Why good nutrition matters

According to nutritionist Joseph Uwiragiye from University Teaching Hospital (CHUK), good health begins with a good diet, and sometimes it’s the smallest of changes that are the easiest to implement first.

 A proper nutrition and lifestyle modification is the only path to achieving health goals.

 Luzindana says here it means a combination of more physical activity and a suitable nutrient-rich but energy-controlled diet is recommended for overweight/obese adults who wish to lose weight.

 In the same capacity, he notes that consuming the right portions at the right time is paramount for the desired weight to have equilibrium between gaining access weight and being underweight.

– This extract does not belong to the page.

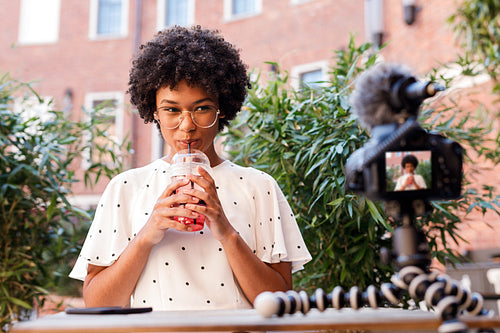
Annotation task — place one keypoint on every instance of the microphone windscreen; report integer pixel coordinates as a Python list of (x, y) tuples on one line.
[(370, 100)]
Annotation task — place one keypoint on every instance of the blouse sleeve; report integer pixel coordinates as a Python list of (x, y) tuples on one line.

 “Owing to the increasing levels of obesity seen in both adults and children world-wide, strong strategies are needed to increase physical activity levels to match energy expenditure.”

 “Part of the needs for a healthy lifestyle, he says nutrition plays a significant role, today, people need different nutrient to maintain health and reduce the risk of diet-related disorder,” he says.  

According to Luzindana, it’s these nutrients that are called nutrition requirements and they vary between individuals and life stages.

For instance, young adults below 25 years require more energy the adults above 50 years and women lose more minerals than men more so in childbearing years which means that even replacing or intentionally eating food-rich minerals is recommended.

Meanwhile, he says a lot still needs to be done in making people aware of the dangers of inadequate nutrient intake as the world is battling lifestyle-related diseases and unprecedented infectious diseases like Covid-19.

“The need for proper nutrition is eminent, with emphasis on dietary recommendation throughout the human life cycle, its only knowledge that we need to stay positive about new ways of living,” he urges.

 Besides, health experts note that seeking professional nutrition consultation from accredited institutions for guidance and assessment is something that needs to be given priority.

 This is so because it has been proven that its food makes us who we are and due to evidence of diseases linked to poor diet, this would serve to explain why.